Something terrible is hunting Mavis in her nightmares. It looks like a 17th-century plague doctor, but it moves with a creeping, spectral menace. She doesn’t know how, but Mavis is certain that it will eventually get close enough to take her away, forever. Monique is pragmatic and a little skeptical, but she is also a brave and loyal friend, so she agrees to stay with Mavis and watch over her while she sleeps. It doesn’t take long for Monique to grasp the severity of Mavis’s nightmares, and she begins to have some truly harrowing dreams of her own. When the little boy she held the door open for succumbs to COVID, he begins to appear in Monique’s dreams too. Now both women are being hunted in their sleep, and they realize they need to call in an expert.
Mavis and Monique meet with a demonologist over (what else?) Zoom, and it is here that this almost oppressively serious movie gets in a fantastic joke. The demonologist (Laura Heisler, Mitton’s wife and a regular in his films) is happy to help, but she’s continuously interrupted their by her young children who are also stuck at home. During a pandemic, even demonologists have to shoulder the unequal burden of juggling motherhood and a career.
The demonologist has bad news for Monique and Mavis. They are being stalked by a plague demon, The Harbinger. It feeds on fear and isolation, and the pandemic has given it a fertile hunting ground. If they can’t stop it, The Harbinger will take them away, and erase all memory and trace of their existence.
It should be said that while The Harbinger offers paranoia and depression in spades, Mitton is never quite able to truly scare us with his plague demon. Maybe the plague doctor has been done before, or maybe this creation just can’t compete with the very real circumstances these characters find themselves in. Unlike other horror movies about the dangers of bad dreams, the waking world of The Harbinger is almost as nightmarish as the horrors Mavis and Monique encounter in their dreams. In the spring of 2020, every morning was another chance to wake up and quickly remember that everything is terrible. A plague demon is terrifying, but so is life during a plague.
There is a standout scene in The Harbinger that has stayed with me for days. Monique has just arrived, masked and completely unnerved, at Mavis’s apartment. The friends stand awkwardly in the apartment, happy to see each other but unsure of what to do, or how to act.

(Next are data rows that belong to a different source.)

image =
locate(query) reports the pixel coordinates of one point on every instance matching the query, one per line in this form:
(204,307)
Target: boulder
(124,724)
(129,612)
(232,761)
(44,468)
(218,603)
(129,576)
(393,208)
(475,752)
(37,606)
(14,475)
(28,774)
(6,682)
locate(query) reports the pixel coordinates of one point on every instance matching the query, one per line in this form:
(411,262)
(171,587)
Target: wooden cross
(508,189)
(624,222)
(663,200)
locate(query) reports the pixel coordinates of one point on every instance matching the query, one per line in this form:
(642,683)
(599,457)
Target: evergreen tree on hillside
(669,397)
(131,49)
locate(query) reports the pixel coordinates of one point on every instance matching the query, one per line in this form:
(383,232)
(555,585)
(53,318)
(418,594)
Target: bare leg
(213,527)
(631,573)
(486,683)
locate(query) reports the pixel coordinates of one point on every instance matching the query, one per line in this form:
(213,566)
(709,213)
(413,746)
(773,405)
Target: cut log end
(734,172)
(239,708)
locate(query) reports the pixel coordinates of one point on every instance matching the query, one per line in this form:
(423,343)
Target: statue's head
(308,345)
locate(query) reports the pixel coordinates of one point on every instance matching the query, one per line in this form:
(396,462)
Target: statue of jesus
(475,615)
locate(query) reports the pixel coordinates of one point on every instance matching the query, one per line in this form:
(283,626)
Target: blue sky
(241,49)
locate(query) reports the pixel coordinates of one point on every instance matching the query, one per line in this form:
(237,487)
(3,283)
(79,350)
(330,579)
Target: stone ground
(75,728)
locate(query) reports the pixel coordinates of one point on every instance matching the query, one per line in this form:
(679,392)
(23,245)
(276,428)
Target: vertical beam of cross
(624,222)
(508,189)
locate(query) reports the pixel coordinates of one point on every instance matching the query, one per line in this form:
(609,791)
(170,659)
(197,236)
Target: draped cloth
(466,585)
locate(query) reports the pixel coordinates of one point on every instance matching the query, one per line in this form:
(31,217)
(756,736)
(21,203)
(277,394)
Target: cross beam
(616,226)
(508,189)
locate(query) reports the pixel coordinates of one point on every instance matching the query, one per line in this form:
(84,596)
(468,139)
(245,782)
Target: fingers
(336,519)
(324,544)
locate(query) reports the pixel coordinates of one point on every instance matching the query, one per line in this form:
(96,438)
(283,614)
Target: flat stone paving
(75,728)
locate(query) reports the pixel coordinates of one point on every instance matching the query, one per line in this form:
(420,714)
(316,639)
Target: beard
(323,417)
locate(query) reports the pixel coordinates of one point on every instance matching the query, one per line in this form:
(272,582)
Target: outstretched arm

Deciding that they have both been equally “careful” in quarantine, they take off their masks and hug. With that line crossed, they mix cocktails, sit on the floor, and catch up. It brought me right back to those tentative steps out of lockdown, how good it felt to finally hug a loved one or have a drink with a friend. The Harbinger takes its characters down a very dark path, and I can’t promise you any happy endings, but this grim story offers an important reminder: we really need each other.